Example: An enterprise that is very risk averse will give more priority to management objectives that aspire to govern and manage risk and security. Governance and management objectives EDM03 Ensured risk optimization,
APO12 Managed risk, APO13 Managed security and DSS05 Managed security services will become important parts of that enterprise’s governance system and will have higher target capability levels defined for them.

Example: An enterprise in which the role of IT is strategic and crucial to the success of the business will requirehigh involvement of IT-related roles in organizational structures, a thorough understanding of business by IT professionals (and vice versa), and a focus on strategic processes such as APO02 Managed strategy and APO08 Managed relationships.

Question 150

Impact of Design Factors - Component Variation

Answer 150

Components are required to achieve governance and management objectives. Design
factors can mandate specific variations of components or can influence the importance of components.

Example: Small and medium enterprises might not need the full set of roles and organizational structures as laid out in the COBIT core model, but may use a reduced set instead.

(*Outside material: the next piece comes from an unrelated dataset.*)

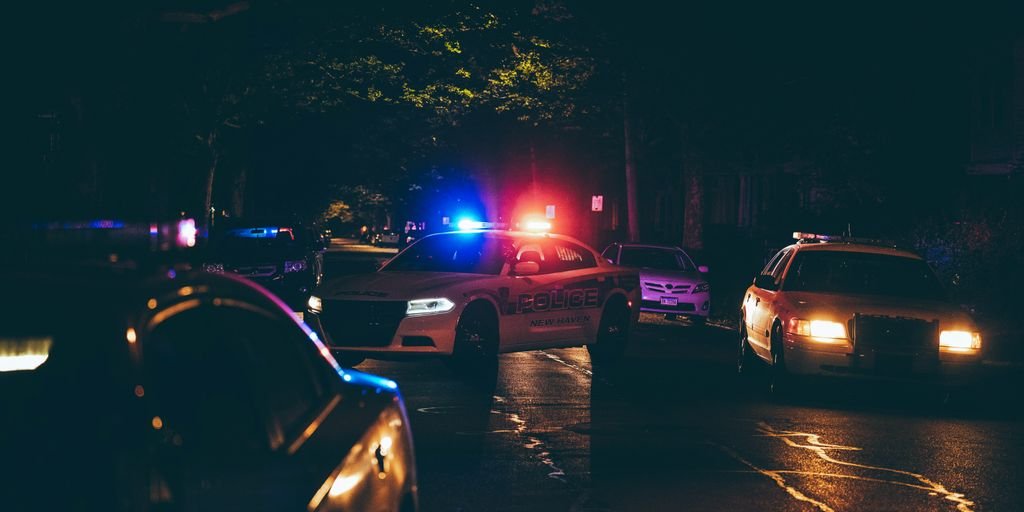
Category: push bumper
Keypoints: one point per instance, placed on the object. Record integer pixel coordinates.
(804, 356)
(415, 337)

This reduced set of governance and management objectives and the included components is defined in the small and medium enterprise focus area.

Example: An enterprise which operates in a highly regulated environment will attribute more importance to documented work products and policies and procedures and to some roles, e.g., the compliance officer function.

Example: An enterprise that uses DevOps in solution development and operations will require specific activities, organizational structures, culture, etc., focused on BAI03 Managed solutions identification and build and DSS01 Managed operations.

Question 151

Impact of Design Factors - Need for specific focus area guidance

Answer 151

Some design factors, such as threat landscape, specific risk, target development methods, infrastructure set-up, will drive the need for variation of the core COBIT model content to a specific context.

Example: Enterprises adopting a DevOps approach will require a governance system that has a variant of several generic COBIT processes, described in the DevOps focus area guidance for COBIT.

Example: Small and medium enterprises have less staff, fewer IT resources, and shorter and more direct reporting lines, and differ in many more aspects from large enterprises. For that reason, their governance system for I&T will have to be less onerous, compared to large enterprises. This is described in the SME focus area guidance of COBIT.